SphereDrag: Spherical Geometry-Aware Panoramic Image Editing
Zhiao Feng, Xuewei Li, Junjie Yang, Jingchao Li, Yuxin Peng, Xi Li
TL;DR
This work tackles panoramic image editing by integrating spherical geometry into a diffusion-based editing framework. The authors introduce SphereDrag, featuring adaptive reprojection (AR) to mitigate boundary discontinuities, great-circle trajectory adjustment (GCTA) to align edits with spherical paths, and spherical search region tracking (SSRT) to compensate for latitude-based pixel density distortions. They also present PanoBench, a dedicated panoramic editing benchmark, enabling standardized evaluation across scenes and styles. Empirical results show SphereDrag achieves state-of-the-art geometric consistency and image quality, with notable improvements in the Image Fidelity metric and reductions in FID/sFID, demonstrating practical potential for accurate, controllable editing of 360-degree content.
Abstract
Image editing has made great progress on planar images, but panoramic image editing remains underexplored. Due to their spherical geometry and projection distortions, panoramic images present three key challenges: boundary discontinuity, trajectory deformation, and uneven pixel density. To tackle these issues, we propose SphereDrag, a novel panoramic editing framework utilizing spherical geometry knowledge for accurate and controllable editing.
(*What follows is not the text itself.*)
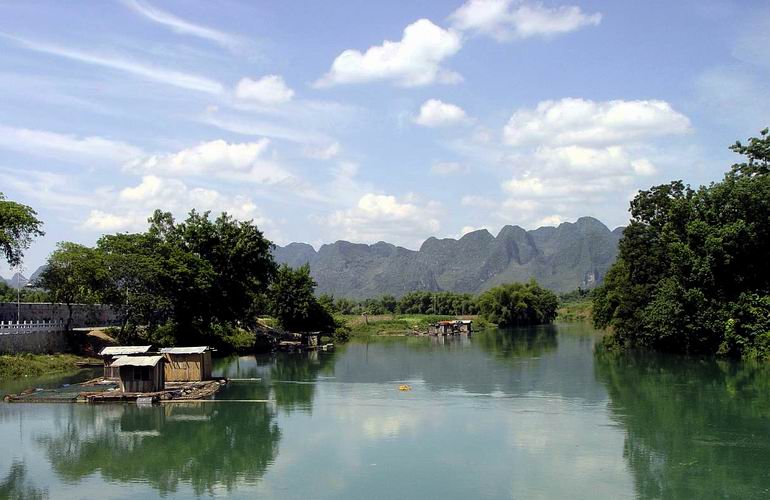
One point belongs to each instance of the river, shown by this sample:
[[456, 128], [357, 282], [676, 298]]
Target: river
[[527, 413]]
Specifically, adaptive reprojection (AR) uses adaptive spherical rotation to deal with discontinuity; great-circle trajectory adjustment (GCTA) tracks the movement trajectory more accurate; spherical search region tracking (SSRT) adaptively scales the search range based on spherical location to address uneven pixel density. Also, we construct PanoBench, a panoramic editing benchmark, including complex editing tasks involving multiple objects and diverse styles, which provides a standardized evaluation framework. Experiments show that SphereDrag gains a considerable improvement compared with existing methods in geometric consistency and image quality, achieving up to 10.5% relative improvement.